GKE v1.13 Upgrade

May 2019 ยท 1 minute read

We recently upgraded a Kubernetes cluster to GKE v1.13.5.

After the upgrade, the docker client was no longer responsive and crashed hard.

$ docker ps
Segmentation fault (core dumped)

Uh-oh.

This cluster runs a Jenkins instance which launches build containers in the cluster. Each build container eventually runs Docker commands like docker build -t ${env.IMAGE_NAME} -f path/to/Dockerfile . to build container images. We mount the Docker client into the build container from the Container-Optimized OS host VM.

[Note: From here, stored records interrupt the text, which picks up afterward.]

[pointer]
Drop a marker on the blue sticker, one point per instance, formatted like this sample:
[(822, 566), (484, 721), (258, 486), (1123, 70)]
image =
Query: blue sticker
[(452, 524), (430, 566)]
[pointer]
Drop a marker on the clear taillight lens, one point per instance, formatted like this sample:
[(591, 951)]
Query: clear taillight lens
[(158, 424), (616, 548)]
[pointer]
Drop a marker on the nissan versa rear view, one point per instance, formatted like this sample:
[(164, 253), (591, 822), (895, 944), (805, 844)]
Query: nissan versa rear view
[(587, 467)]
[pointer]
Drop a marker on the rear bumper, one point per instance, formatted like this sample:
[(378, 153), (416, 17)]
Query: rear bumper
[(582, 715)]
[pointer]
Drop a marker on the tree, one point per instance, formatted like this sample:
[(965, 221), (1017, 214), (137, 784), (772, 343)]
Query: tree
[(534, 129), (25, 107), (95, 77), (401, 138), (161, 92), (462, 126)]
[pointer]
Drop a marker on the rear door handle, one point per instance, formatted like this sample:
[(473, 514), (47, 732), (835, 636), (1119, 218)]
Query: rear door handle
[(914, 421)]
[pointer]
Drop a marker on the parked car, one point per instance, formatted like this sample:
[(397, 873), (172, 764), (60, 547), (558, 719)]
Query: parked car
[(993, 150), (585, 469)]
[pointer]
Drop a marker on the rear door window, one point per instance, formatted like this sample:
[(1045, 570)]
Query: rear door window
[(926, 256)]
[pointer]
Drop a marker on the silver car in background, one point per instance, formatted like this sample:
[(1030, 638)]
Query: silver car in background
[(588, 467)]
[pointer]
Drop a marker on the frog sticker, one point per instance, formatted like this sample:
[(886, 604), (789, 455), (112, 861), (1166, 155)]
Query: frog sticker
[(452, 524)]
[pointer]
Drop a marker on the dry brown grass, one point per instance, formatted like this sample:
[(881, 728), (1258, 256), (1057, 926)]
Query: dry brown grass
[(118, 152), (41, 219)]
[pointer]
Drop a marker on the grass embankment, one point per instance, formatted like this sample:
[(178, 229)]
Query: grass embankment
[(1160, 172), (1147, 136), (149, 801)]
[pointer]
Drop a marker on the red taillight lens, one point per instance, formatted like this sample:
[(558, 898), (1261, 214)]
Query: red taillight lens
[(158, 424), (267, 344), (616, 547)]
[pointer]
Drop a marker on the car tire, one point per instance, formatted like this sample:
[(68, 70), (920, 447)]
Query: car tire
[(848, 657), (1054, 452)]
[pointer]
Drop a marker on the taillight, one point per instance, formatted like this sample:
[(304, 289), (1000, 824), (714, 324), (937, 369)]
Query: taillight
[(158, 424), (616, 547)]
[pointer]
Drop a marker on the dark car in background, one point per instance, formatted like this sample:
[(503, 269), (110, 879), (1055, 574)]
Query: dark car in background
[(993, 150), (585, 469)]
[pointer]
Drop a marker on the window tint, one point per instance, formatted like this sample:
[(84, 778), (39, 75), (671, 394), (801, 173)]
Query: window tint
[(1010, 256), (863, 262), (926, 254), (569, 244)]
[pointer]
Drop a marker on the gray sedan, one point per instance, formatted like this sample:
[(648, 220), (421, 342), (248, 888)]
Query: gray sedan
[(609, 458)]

A simplified Pod definition of the build container:

apiVersion: v1
kind: Pod
metadata:
  name: build-container
spec:
  containers:
    - name: build-container
      image: 'centos:7'
      command: 
        - sh
        - -c 
        - '<build command>'
      volumeMounts:
        - mountPath: /var/run/docker.sock
          name: docker-sock
        - mountPath: /usr/bin/docker
          name: docker
  volumes:
    - name: docker
      hostPath:
        path: /usr/bin/docker
        type: File
    - name: docker-sock
      hostPath:
        path: /var/run/docker.sock
        type: Socket

Whether or not this should have ever worked is a fair question. However, it worked for the past two years, and using the mounted docker client broke following an upgrade to GKE v1.13.

Our current workaround to the Docker client segmentation fault is to use the official static Docker binaries in our build container.

There was never an issue reading or writing to the socket, and using official Docker client binaries seems to work.